CSV File Formats

These pages provide information and formatting assistance for the construction of valid CSV Trial/Nursery files for import into KDSmart and KDXplore.

KDSmart and KDXplore share the same import code base, designed to make the task easier. This introduction will help with understanding what needs to be prepared for a CSV import using either application.

Note

Other data import methods exist, instead of CSV files, for loading Trial/Nursery/Trait/Tag data into KDSmart/KDXplore which can offer better and longer term advantages.

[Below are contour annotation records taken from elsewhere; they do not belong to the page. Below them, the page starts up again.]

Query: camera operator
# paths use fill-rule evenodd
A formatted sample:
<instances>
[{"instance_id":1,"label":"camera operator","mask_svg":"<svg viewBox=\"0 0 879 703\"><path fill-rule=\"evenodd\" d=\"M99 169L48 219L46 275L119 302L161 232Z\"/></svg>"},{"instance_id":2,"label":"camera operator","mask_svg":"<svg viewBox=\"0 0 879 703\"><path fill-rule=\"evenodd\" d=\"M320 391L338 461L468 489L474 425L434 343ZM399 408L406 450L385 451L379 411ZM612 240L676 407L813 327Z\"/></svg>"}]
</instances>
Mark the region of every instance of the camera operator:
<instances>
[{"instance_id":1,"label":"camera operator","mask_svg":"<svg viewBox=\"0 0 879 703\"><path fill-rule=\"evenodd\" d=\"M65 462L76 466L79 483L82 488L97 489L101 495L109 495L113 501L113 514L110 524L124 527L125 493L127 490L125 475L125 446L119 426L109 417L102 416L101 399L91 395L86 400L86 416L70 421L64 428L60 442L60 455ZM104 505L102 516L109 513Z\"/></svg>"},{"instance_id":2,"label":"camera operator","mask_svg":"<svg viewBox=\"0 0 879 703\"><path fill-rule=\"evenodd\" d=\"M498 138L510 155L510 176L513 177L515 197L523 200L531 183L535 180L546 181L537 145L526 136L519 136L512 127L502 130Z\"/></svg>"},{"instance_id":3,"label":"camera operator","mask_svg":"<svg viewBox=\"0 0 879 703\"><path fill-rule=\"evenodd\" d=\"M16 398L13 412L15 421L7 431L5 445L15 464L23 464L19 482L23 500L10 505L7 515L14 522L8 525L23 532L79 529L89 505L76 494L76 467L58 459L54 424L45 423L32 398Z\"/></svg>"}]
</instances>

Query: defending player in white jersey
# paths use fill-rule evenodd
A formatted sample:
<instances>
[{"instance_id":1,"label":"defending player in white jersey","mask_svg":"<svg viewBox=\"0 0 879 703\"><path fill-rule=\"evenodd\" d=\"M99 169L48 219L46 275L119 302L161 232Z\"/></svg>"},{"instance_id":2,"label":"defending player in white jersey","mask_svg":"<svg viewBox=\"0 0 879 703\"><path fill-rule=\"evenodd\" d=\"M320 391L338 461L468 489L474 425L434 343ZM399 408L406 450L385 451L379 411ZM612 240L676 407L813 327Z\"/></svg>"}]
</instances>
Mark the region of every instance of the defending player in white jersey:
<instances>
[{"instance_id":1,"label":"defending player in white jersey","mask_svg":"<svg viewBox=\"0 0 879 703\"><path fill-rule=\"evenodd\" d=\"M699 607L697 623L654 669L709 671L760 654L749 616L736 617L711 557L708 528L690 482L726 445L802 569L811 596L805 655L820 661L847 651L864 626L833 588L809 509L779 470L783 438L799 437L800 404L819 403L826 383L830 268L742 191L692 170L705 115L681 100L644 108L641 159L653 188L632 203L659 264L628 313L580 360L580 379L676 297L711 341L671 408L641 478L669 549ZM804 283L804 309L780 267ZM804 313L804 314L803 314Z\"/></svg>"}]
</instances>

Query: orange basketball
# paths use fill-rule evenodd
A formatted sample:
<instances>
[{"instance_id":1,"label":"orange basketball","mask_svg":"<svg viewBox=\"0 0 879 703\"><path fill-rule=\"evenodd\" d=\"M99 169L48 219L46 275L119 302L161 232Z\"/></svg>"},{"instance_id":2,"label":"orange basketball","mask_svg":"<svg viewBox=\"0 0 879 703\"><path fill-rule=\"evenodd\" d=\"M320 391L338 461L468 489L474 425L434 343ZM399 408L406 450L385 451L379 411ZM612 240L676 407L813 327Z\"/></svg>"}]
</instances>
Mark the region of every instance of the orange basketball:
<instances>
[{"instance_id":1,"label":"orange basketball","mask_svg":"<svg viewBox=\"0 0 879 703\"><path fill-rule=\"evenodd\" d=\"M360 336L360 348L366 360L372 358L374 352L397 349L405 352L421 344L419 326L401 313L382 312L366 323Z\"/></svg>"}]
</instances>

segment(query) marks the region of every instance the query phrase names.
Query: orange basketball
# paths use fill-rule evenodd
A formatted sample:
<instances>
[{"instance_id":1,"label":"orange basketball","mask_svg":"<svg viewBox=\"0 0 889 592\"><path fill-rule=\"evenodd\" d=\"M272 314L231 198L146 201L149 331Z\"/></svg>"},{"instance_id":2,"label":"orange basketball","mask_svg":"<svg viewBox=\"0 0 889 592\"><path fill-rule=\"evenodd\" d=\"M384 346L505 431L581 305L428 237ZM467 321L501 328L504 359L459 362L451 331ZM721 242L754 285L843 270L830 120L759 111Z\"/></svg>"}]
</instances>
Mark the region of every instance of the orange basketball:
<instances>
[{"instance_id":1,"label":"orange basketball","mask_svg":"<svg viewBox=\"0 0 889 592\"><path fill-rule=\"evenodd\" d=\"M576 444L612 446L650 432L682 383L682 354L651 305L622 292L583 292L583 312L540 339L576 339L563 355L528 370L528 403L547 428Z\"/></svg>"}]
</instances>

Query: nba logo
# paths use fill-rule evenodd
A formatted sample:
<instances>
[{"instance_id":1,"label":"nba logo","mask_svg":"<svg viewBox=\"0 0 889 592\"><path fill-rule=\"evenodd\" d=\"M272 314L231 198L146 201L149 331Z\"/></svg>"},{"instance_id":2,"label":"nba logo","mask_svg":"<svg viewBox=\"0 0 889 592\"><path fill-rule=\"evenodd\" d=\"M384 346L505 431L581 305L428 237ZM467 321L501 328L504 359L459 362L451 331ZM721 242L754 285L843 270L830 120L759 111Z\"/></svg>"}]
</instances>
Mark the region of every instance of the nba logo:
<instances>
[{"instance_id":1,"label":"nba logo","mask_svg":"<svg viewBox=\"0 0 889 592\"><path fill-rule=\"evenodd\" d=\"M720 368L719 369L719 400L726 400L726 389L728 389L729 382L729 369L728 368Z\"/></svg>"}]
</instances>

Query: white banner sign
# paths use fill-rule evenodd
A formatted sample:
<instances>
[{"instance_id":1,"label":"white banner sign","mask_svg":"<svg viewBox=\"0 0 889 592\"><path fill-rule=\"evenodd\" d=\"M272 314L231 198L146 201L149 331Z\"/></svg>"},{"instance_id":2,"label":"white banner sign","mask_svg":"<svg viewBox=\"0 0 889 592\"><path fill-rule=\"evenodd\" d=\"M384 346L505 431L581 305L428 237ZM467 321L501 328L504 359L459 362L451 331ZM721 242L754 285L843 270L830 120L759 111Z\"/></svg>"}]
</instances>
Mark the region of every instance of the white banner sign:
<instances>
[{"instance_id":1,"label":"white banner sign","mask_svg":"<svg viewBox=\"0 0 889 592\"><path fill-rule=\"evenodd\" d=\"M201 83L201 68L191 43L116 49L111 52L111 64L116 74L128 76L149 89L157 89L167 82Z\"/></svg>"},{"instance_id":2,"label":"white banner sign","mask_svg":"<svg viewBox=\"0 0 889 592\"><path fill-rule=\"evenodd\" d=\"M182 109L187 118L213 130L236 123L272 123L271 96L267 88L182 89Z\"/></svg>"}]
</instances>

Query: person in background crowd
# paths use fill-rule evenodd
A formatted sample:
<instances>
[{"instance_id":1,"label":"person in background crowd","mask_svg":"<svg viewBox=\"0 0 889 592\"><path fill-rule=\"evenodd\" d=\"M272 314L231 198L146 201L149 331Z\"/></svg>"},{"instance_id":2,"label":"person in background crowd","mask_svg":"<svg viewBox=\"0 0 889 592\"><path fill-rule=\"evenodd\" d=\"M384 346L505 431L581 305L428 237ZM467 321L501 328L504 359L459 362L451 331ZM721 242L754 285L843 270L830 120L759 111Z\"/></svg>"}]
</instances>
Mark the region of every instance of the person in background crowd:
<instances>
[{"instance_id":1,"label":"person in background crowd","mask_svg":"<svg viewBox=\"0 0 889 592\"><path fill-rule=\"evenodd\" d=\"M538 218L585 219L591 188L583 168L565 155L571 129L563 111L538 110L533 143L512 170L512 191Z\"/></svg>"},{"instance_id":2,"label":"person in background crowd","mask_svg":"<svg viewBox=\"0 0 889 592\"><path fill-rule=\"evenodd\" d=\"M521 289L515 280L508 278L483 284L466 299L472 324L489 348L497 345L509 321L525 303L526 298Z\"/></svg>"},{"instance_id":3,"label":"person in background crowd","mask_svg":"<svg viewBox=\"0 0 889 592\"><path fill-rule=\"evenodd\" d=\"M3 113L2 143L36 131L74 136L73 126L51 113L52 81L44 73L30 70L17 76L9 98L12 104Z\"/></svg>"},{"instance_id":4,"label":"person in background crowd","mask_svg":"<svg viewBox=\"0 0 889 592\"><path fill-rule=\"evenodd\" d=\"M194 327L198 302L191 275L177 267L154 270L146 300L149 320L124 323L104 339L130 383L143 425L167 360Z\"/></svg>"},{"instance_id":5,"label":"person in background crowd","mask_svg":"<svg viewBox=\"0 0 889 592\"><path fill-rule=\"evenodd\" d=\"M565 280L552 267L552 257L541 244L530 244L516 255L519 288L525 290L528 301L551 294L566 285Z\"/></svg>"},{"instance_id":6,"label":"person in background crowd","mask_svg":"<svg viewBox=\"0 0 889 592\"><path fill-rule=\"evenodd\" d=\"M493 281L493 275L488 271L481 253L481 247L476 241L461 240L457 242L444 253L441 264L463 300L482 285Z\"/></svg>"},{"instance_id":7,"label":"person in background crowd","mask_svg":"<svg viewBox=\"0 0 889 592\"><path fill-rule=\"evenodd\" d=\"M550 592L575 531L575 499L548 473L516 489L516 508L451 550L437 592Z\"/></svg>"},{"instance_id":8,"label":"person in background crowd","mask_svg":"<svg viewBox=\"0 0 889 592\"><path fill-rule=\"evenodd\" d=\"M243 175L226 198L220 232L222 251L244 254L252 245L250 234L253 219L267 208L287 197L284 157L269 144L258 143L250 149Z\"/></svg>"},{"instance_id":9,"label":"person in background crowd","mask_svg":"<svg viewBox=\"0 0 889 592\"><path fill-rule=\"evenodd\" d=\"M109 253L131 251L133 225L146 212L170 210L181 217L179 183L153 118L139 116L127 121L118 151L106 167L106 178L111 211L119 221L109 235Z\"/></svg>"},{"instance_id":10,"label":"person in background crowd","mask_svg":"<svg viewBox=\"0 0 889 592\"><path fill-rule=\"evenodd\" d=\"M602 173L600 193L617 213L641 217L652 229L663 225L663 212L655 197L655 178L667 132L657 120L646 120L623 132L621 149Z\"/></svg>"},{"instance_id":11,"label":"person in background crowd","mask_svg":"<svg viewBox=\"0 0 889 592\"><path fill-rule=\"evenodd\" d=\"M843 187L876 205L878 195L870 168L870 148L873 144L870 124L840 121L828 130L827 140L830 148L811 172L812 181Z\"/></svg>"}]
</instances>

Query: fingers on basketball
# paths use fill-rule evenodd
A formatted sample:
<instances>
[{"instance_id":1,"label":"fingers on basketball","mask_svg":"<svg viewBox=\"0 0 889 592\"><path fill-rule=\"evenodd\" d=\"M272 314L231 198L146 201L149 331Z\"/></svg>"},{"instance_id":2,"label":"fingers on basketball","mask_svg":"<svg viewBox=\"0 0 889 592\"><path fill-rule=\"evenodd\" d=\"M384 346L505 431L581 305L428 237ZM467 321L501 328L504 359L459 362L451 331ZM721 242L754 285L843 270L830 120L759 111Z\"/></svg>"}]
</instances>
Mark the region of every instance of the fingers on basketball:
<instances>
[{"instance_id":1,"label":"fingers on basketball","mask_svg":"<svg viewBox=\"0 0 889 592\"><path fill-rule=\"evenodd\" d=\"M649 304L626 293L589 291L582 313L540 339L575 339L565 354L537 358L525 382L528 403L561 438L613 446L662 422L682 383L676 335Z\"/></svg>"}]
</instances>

KDSmart/KDXplore Import Mapping

Importing a Trial using CSV format in KDSmart/KDXplore commences with an attribute mapping table, similar to the examples in the following illustration. This is an important step which helps you setup how your Trial or Nursery information is loaded and defined in each application.

Note: This method of attribute selection is employed to make the import task easier, rather than keep editing and adjusting the CSV file format.

Before the import proceeds, CSV Column Headings in the file need to be assigned an Attribute Type using the “Import As” column.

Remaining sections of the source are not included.